The International Conference on Machine Learning (ICML) received nearly 5,000 submissions for its 2020 conference and accepted 1,088 papers. Machine Learning Center at Georgia Tech (ML@GT) researchers authored nine accepted papers.
The papers explore topics like privacy, semantics in predictive agents, data science, and artificial intelligence. One paper, Boosting Frank-Wolfe by Chasing Gradients, proposes a new state-of-the-art algorithm for constrained optimization, an area already addressed in work accepted in 2019.
“I think we’re going to see a lot more work moving in the direction of general artificial intelligence, especially work that is trying to combine learning and reasoning,” said Le Song, an associate director at ML@GT.

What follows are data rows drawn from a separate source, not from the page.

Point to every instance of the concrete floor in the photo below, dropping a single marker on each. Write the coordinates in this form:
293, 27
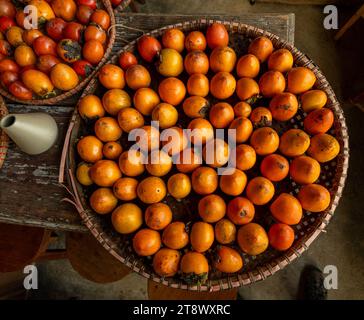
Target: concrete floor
342, 245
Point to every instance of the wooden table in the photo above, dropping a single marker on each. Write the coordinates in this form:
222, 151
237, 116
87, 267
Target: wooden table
29, 189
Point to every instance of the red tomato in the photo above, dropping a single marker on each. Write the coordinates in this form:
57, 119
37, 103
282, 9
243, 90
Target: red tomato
7, 9
95, 32
6, 23
20, 91
8, 77
55, 27
83, 14
5, 48
46, 62
19, 18
73, 31
69, 50
26, 68
217, 36
82, 67
127, 59
44, 45
115, 3
90, 3
148, 47
102, 18
8, 65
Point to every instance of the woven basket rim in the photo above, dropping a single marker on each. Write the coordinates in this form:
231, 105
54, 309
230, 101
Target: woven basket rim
65, 95
265, 270
4, 139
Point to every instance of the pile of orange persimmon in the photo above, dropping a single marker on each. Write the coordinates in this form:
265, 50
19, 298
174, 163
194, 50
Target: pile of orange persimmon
224, 221
67, 44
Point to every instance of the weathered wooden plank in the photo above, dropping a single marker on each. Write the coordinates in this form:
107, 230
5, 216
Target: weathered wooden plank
29, 191
279, 24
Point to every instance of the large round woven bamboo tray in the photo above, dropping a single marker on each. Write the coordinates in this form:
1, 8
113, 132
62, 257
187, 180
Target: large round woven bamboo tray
106, 5
255, 268
4, 140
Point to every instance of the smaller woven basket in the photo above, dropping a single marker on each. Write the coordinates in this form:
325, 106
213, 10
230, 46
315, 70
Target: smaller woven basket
4, 140
122, 6
256, 268
106, 4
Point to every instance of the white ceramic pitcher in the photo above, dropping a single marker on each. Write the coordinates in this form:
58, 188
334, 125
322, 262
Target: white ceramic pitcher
34, 133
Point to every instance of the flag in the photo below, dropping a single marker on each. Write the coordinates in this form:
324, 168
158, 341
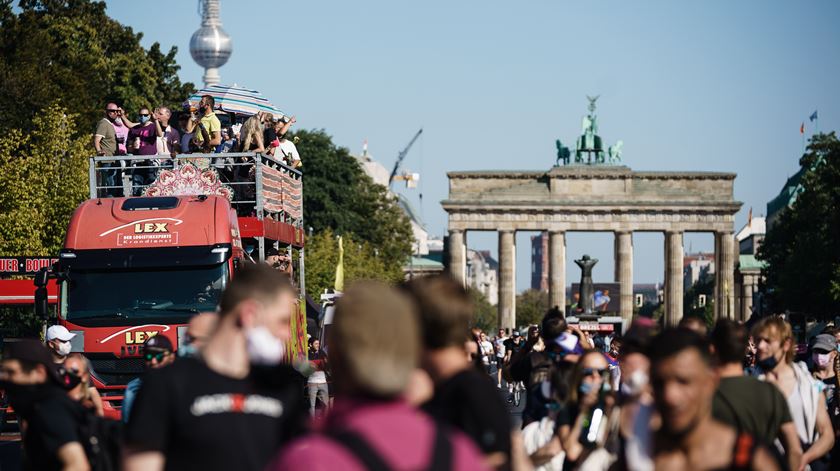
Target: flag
339, 269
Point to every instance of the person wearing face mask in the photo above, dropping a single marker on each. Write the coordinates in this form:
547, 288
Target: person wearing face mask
774, 358
77, 369
579, 427
744, 402
825, 370
234, 405
534, 367
51, 440
157, 353
198, 330
142, 140
58, 341
635, 399
207, 120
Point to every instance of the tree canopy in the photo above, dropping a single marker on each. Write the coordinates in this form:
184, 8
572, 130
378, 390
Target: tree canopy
43, 180
531, 306
338, 196
72, 52
361, 262
801, 248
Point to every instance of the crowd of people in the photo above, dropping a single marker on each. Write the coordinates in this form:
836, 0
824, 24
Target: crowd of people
412, 386
196, 129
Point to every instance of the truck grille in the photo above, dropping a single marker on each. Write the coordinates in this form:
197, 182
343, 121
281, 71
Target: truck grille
117, 371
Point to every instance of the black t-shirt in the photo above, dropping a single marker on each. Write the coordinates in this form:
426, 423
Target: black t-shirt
513, 346
53, 423
200, 419
470, 401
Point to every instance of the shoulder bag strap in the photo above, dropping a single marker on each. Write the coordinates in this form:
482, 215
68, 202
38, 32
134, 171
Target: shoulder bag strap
441, 450
359, 448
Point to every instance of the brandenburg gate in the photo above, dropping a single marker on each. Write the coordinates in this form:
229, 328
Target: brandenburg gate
597, 195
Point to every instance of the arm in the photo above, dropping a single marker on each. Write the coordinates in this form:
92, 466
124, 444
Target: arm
518, 456
286, 126
216, 138
547, 452
143, 461
570, 437
825, 442
97, 402
128, 123
790, 441
158, 129
764, 461
72, 457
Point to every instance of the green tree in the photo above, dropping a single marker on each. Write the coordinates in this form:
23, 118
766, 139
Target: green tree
44, 177
72, 52
485, 315
691, 300
339, 196
801, 249
531, 306
361, 262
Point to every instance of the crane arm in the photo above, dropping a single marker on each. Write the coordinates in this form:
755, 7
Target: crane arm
401, 156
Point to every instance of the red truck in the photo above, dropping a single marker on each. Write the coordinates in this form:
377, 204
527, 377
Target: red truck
134, 267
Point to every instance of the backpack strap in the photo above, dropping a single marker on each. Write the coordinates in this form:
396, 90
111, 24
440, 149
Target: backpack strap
354, 443
441, 450
359, 448
743, 452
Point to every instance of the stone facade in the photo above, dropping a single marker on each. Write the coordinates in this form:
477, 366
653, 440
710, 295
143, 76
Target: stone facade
596, 198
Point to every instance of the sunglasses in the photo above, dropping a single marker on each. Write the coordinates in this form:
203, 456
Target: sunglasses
594, 371
157, 356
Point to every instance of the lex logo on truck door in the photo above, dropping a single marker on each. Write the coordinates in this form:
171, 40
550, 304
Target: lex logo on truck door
150, 227
138, 337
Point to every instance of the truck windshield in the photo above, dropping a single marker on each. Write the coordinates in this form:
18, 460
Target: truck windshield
142, 294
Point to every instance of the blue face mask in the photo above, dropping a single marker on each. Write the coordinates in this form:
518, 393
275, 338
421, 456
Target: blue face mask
187, 351
586, 388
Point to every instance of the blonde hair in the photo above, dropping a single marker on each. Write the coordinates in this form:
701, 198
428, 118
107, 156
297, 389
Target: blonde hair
779, 329
251, 132
374, 340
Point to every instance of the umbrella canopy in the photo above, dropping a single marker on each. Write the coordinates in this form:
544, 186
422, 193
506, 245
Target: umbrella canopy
236, 99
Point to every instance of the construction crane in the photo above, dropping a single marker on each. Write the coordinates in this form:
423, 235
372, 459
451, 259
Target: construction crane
400, 158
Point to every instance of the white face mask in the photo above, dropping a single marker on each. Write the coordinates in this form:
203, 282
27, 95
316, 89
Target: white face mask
822, 359
635, 384
63, 348
264, 348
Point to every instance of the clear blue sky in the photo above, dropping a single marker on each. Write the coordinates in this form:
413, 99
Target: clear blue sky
712, 86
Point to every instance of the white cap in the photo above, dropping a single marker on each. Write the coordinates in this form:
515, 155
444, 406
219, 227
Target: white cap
59, 332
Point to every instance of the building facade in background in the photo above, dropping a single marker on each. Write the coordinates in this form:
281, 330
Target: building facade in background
539, 262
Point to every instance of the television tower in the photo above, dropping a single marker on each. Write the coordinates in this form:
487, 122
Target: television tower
210, 45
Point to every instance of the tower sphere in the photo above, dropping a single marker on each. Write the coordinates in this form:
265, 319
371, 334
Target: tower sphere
211, 46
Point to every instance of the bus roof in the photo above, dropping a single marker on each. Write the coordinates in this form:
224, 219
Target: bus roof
148, 222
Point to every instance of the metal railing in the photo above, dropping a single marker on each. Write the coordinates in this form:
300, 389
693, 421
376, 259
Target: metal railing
261, 185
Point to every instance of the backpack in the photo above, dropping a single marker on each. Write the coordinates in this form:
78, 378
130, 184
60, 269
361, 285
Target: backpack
371, 460
102, 440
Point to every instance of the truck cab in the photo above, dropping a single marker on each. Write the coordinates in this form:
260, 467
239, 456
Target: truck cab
133, 268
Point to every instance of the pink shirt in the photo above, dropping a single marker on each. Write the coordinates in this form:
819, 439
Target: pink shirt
401, 435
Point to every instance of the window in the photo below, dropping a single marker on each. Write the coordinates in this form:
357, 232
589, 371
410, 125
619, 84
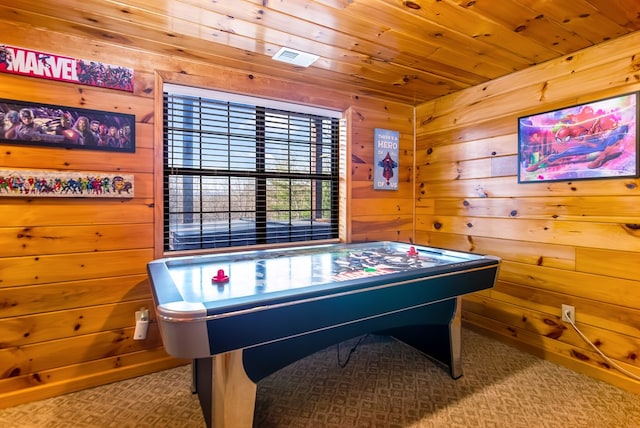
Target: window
241, 171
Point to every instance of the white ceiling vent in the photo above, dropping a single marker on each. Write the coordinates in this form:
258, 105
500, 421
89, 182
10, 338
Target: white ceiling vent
295, 57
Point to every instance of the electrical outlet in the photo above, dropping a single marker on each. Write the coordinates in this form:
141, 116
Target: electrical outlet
568, 313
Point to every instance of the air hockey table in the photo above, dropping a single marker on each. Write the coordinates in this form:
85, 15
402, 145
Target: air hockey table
242, 316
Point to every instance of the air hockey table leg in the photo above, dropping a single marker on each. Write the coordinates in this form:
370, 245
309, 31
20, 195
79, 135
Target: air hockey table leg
455, 338
227, 395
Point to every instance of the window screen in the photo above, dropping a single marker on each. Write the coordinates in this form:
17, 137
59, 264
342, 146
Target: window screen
238, 173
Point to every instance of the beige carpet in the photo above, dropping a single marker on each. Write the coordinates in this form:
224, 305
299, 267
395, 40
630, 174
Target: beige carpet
385, 384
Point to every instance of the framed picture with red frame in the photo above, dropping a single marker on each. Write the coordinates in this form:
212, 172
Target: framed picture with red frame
593, 140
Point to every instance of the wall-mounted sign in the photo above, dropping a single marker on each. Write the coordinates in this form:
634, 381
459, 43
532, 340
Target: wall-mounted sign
44, 65
31, 184
385, 159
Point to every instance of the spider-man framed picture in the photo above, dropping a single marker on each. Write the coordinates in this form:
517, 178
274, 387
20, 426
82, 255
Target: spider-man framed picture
592, 140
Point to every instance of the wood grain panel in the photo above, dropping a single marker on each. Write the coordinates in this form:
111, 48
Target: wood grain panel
614, 291
597, 261
45, 240
620, 348
41, 158
569, 242
24, 330
538, 254
622, 209
597, 235
63, 380
589, 311
506, 187
75, 211
587, 362
36, 357
60, 296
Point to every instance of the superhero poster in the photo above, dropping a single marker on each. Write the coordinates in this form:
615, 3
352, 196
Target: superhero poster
26, 62
586, 141
34, 124
385, 155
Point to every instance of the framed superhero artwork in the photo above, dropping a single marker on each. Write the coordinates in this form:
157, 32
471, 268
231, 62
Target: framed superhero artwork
75, 184
34, 124
593, 140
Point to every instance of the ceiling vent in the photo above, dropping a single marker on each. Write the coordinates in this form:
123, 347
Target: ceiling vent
292, 56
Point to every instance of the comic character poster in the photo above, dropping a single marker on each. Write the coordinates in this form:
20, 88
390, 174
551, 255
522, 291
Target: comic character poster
385, 157
26, 62
591, 140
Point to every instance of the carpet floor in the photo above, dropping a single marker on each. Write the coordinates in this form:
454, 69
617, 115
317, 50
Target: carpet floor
384, 384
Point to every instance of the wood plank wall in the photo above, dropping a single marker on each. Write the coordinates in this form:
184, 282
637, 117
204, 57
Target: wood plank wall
67, 309
573, 243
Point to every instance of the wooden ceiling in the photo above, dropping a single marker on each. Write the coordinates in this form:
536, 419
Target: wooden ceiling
408, 51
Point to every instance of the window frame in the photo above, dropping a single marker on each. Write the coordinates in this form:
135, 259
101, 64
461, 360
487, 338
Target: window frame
338, 125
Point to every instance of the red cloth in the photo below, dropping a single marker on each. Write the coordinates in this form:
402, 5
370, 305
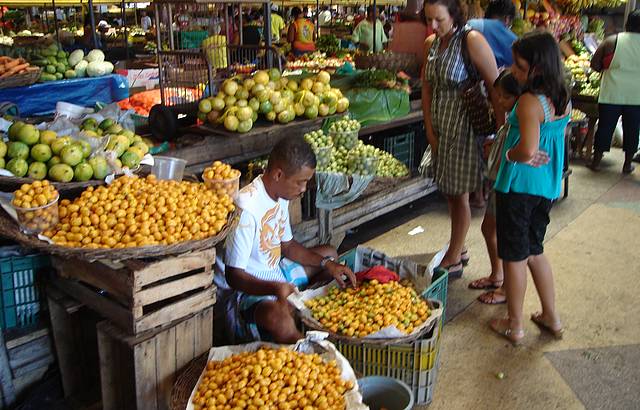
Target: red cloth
379, 273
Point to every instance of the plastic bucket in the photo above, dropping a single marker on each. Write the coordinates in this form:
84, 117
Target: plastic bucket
385, 392
168, 168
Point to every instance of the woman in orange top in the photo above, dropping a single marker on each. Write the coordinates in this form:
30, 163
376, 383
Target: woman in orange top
300, 33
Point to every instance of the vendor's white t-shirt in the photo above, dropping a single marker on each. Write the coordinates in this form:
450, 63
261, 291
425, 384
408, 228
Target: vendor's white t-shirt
254, 244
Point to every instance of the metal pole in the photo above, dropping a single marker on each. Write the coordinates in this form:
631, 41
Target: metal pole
375, 24
92, 19
240, 24
55, 20
124, 26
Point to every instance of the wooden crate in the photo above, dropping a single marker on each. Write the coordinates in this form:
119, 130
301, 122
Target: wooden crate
138, 372
141, 295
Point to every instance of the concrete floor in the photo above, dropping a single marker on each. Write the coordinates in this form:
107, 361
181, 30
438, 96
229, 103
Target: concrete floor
592, 243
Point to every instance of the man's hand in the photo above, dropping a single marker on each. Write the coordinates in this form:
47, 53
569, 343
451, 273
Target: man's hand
283, 290
338, 272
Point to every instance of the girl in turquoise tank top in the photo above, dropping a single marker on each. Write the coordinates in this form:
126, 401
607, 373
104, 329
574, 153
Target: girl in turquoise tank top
529, 178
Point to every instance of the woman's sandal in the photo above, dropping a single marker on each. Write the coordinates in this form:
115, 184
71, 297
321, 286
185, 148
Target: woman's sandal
465, 258
493, 297
485, 283
555, 329
455, 274
503, 328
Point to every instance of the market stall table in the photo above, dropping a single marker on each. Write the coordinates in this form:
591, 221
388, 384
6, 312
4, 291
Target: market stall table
41, 98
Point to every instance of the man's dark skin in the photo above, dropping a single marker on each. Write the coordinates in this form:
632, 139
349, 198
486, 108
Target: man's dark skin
275, 316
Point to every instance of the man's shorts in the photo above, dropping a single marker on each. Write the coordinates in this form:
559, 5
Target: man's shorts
521, 222
245, 305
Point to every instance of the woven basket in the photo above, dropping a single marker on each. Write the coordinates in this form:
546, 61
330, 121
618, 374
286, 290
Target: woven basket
9, 228
186, 381
29, 77
336, 337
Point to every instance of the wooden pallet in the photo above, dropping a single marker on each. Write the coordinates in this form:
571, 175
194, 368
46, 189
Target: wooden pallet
140, 295
138, 372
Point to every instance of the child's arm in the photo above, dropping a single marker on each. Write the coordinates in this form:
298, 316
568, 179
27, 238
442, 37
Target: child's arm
530, 116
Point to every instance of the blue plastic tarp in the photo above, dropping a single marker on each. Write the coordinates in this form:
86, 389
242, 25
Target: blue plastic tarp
41, 98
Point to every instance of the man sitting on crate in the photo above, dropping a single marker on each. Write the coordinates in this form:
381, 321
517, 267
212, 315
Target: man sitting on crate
264, 265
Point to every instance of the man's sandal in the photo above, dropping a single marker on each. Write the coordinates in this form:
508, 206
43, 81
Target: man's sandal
503, 328
555, 329
486, 283
453, 274
493, 297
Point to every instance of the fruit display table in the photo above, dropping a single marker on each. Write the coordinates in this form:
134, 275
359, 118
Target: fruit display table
41, 98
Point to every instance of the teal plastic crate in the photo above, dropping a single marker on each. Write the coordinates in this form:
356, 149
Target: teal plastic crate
19, 296
361, 257
402, 147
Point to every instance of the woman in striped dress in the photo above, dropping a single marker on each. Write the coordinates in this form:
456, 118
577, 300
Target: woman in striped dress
458, 161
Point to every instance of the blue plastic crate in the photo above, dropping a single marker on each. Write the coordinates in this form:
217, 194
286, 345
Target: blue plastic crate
19, 295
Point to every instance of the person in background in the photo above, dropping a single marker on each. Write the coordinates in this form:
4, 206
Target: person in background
410, 32
363, 33
300, 33
145, 22
454, 146
263, 263
277, 24
508, 91
495, 28
530, 179
618, 59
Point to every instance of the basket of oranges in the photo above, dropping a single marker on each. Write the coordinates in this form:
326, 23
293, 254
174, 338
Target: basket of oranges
131, 218
222, 179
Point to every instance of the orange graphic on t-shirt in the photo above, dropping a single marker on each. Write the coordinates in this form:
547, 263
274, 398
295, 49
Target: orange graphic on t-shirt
270, 236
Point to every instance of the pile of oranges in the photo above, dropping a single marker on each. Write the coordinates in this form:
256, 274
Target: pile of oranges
272, 378
35, 206
359, 312
135, 211
222, 179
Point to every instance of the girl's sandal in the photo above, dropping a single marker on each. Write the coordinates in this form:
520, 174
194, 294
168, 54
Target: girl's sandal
493, 297
555, 329
503, 328
486, 283
465, 258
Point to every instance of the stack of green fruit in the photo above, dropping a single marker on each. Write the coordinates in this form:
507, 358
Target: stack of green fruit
274, 97
344, 132
366, 160
58, 64
128, 147
42, 154
322, 146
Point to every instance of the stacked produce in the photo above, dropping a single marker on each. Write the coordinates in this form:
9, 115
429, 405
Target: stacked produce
359, 312
222, 179
257, 379
39, 154
239, 101
318, 61
134, 211
58, 64
10, 67
587, 81
35, 206
342, 152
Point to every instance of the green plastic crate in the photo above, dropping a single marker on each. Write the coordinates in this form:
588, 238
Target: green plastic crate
402, 147
20, 298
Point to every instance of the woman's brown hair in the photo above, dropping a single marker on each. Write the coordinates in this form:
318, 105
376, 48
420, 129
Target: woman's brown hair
455, 9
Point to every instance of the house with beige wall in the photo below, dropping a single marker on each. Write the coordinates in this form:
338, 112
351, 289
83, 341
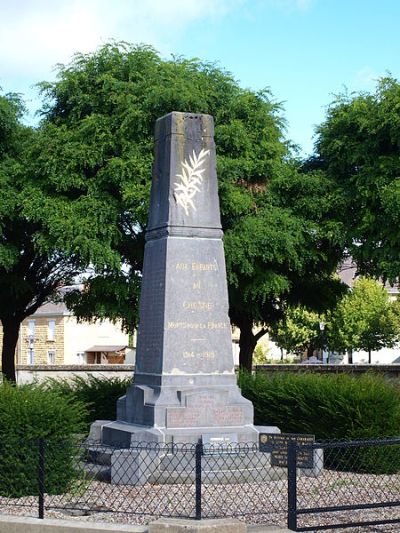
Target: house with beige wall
53, 336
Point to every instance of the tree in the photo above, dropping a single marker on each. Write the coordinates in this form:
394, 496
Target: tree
28, 274
99, 117
365, 319
298, 331
358, 147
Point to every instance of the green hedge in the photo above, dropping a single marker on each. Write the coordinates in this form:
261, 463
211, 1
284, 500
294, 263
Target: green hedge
99, 394
28, 413
332, 407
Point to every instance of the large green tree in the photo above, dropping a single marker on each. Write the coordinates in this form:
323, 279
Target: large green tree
281, 241
30, 271
299, 331
365, 319
358, 147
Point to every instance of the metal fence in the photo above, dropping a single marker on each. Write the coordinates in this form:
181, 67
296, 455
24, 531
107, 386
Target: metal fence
306, 487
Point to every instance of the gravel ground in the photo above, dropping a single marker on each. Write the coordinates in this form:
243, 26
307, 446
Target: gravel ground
255, 503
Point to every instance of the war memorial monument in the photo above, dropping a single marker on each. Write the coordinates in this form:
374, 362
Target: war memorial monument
185, 385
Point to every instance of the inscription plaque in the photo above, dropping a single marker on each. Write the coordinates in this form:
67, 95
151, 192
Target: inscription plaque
277, 445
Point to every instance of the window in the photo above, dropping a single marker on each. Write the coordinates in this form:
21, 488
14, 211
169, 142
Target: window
31, 328
51, 357
81, 358
51, 330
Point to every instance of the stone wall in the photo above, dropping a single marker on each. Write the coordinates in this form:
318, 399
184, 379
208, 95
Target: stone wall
30, 373
389, 371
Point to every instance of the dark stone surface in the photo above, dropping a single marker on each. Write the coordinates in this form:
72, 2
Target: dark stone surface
184, 379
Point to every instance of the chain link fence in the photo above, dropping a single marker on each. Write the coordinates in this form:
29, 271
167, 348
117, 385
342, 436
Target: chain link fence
304, 486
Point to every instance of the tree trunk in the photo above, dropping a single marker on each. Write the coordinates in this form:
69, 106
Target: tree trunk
350, 356
247, 343
10, 340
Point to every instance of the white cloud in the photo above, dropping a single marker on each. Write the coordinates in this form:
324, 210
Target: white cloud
291, 5
365, 78
37, 34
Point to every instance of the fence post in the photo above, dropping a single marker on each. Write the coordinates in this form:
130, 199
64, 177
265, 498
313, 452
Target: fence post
198, 454
41, 463
292, 486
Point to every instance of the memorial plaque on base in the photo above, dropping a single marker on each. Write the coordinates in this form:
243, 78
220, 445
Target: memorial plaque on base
277, 446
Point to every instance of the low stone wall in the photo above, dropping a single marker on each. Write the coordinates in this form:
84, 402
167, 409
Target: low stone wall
388, 371
31, 373
14, 524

ML@GT faculty members are also participating in the conference outside of presenting accepted papers. School of Interactive Computing and ML@GT assistant professor Judy Hoffman served as a conference area chair. Rachel Cummings, an assistant professor in the H. Milton Stewart School of Industrial and Systems Engineering (ISyE) and ML@GT, co-organized the workshop ECOnomics of Privacy and Data Labor (EcoPaDL.)
Song is also organizing a workshop, Bridge Deep Learning and Reasoning. Turing Award winner Yoshua Bengio will give a keynote at the workshop to explain this emerging trend.
The conference was originally planned to be held in Vienna, Austria but was moved online due to Covid-19. It will virtually take place July 12-18th.